AMD Radeon RX 7900 XTX And 7900 XT Performance – FarCry 6
HotHardware.com
AMD Radeon RX 7900 XTX And 7900 XT Performance – Forza 5 Horizon
HotHardware.com
AMD Radeon RX 7900 XTX And 7900 XT Performance – F1 2022 With Ray Tracing
HotHardware.com
These game benchmarks do a nice job of quickly summarizing AMD Radeon RX 7900 series performance as it has played out so far. Though AMD likely is still wringing additional FPS out of its drivers, generally speaking, the Radeon RX 7900 XTX and Radeon RX 7900 XT slot in just above and just below GeForce RTX 4080 performance, depending on game title and graphics settings. The above graphs show all high resolution 4K max quality game settings, and we see the two Radeons sandwich the GeForce RTX 4080 fairly consistently. It’s only with some ray tracing-enabled titles like F1 2022 that we see the new Radeon RX 7900 series trail an RTX 4080 somewhat, as NVIDIA’s 3rd gen RT engines are more powerful on the whole. However, if we look at the case of FarCry 6, which also has ray tracing enabled here, performance scales back in AMD’s favor for the Radeon RX 7900 XTX versus the GeForce RTX 4080.
The Wrap-Up – AMD’s Latest Volley Puts The Heat On NVIDIA
AMD Radeon RX 7900 Graphics Card – $899 MSRP
AMD
All told, though AMD can’t claim the top performance crown here with the new Radeon RX 7900 series — that distinction is firmly set by NVIDIA’s GeForce RTX 4090 — the company has delivered a compelling value proposition with generally better performance-per-dollar metrics, as long as retail pricing drops in at MSRP for reference cards, with similar price points for custom cards from OEM partners like XFX, MSI, ASUS and others.
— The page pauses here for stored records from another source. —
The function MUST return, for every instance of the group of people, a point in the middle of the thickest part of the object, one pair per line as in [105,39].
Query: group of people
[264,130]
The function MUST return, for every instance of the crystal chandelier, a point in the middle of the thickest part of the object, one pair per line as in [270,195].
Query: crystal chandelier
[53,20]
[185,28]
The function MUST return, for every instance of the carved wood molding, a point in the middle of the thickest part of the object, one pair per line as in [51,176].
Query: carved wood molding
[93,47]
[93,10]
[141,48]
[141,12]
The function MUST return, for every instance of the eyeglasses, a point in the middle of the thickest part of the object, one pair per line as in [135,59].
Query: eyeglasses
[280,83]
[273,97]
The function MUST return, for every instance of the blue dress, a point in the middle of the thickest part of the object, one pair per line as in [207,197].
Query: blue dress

In addition, since Radeon RX 7900 series cards are roughly the same size as previous gen Radeons, they’re easier drop-in upgrades for gamers, versus NVIDIA’s RTX 4080 and 4090, which will require more chassis room and may not fit inside some mid-tower and smaller PC cases.
What did surprise me a little bit, was that power consumption for the new Radeon RX 7900 series is generally a little higher than NVIDIA’s RTX 40 series under load. Although, I’m not sure that will matter much to most desktop PC gamers, especially with standard dual 8-pin PCIe power connectors on the new Radeons, versus NVIDIA’s RTX 40 series 12-pin dongles that require 3 – 4 PCIe power leads patched in.
It will be interesting to watch how these two PC graphics powerhouse duke it out in the weeks and months ahead, but in the meantime it appears AMD has a very compelling offering in the Radeon RX 7900 XTX and 7900 XT, and at very competitive price points to boot that undercut NVIDIA.